They raced hard–and partied harder
Club Punta Fuego held its 10th annual regatta, with racing fans flocking to the races amid uncooperative windsBy PJ Enriquez
Philippine Daily Inquirer
The last quarter of the year marks the end of the sailing season in the Philippines, and time for the last regatta of the year.
For those not too familiar, a regatta is a series of races of boats, normally sailing vessels, though there have been races for engine-powered vessels.
Each vessel is tasked to navigate a certain course, following specific waypoints, using only the power of the wind and the skill of sailors to reach the finish line.
While 2010 proved to be the biggest, on record, in terms of the number of vessels participating, 2011 was not bad, with over 20 vessels of different sizes heading to the Marina at the Peninsula de Punta Fuego for the 10th rendition of the Punta Fuego Regatta. A great number of sailing fans and onlookers also showed up, lining the coastline with their long lens cameras and binoculars to catch a glimpse of their favorites.
Just like almost every year, wind was the major consideration for everybody, especially race organizer Jerry Rollin, who was seen early in the morning driving around the peninsula to determine the best location to start the race.
Given that a large majority of the dinghy class boats, like the Optimist, were competing in the SEA Games, only hobie catamarans and keelboats competed in this year’s races.
The race started a little late, with the hobies leaving Club Punta Fuego’s Lower Beach Club, while the keelboats took off from the Marina. Chasing the racers around Fortune Island on a fast boat, I could clearly see through my 200mm Canon lens the crews hustling around the deck of the keelboats, working as a team, hoisting their spinnakers as they headed toward the waypoint at Terazas de Punta Fuego.

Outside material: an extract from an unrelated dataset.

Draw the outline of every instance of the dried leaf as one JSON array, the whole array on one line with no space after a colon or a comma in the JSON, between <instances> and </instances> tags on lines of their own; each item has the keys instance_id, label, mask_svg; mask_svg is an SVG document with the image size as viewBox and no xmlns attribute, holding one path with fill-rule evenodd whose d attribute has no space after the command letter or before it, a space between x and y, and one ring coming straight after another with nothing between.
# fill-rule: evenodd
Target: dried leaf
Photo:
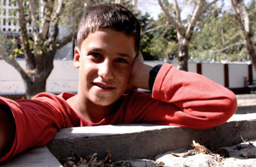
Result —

The wind proved strong and true throughout most of the race, giving participants a fun and challenging day out at sea, and race organizers a positive outlook on what conditions may be the next day.
Former executive chef now general manager Mikel Arriet led the staff preparing a buffet for participants and guests. Highlights of the buffet, for me, were the Brazilian steak medallions cooked to perfection, and the ceviche-like appetizers served in small shot glasses.
Of course, a visit to Club Punta Fuego would not be complete without trying its Black Ink Shrimp Tempura, an amazing twist given the Japanese classic using black squid ink. It comes with a special herbed mayo dip that provides a nice coating to the rough texture of the tempura. You definitely cannot eat just one.
The meal was a prelude again to the famous mid-race party overlooking Club Punta Fuego’s infinity pool and Sunset Cove. Amid the sounds of a live band, participants exchanged stories and experiences of the day, and proved that that they did not only race hard—they partied even harder.
Early Sunday morning, the wind was a major concern at the start of the last leg of the race, as the race organizer feared a repeat of the previous year. While the first day of races went off despite a little delay, the second day unfortunately would not get off at all as no wind was in sight throughout the peninsula; the race was called off at 1 p.m. on the second day.
The results of the previous two races held the day before were eventually computed and used to determine the winners for this year’s event.
In the Cruising Class, first place went to Rapparee, captained by David McKenna, followed by the Selma Star of Jun Avecilla, while third honors went to the Irresistible and Harry Taylor.
In the Hobie 16 category, Luigi Manzi and Eric Tomacruz took first place, followed by the team of Peter Capotosto and Karla Kramer and Michael Ngu and Lindo Pahayhay
In the Hobie Bravo category, the top three spots went to Tomas Lim, Noel Lim, and Reginald Beltran.
Despite the shortened race, race organizers and participants were quite happy with the results, and are already looking forward to the next race.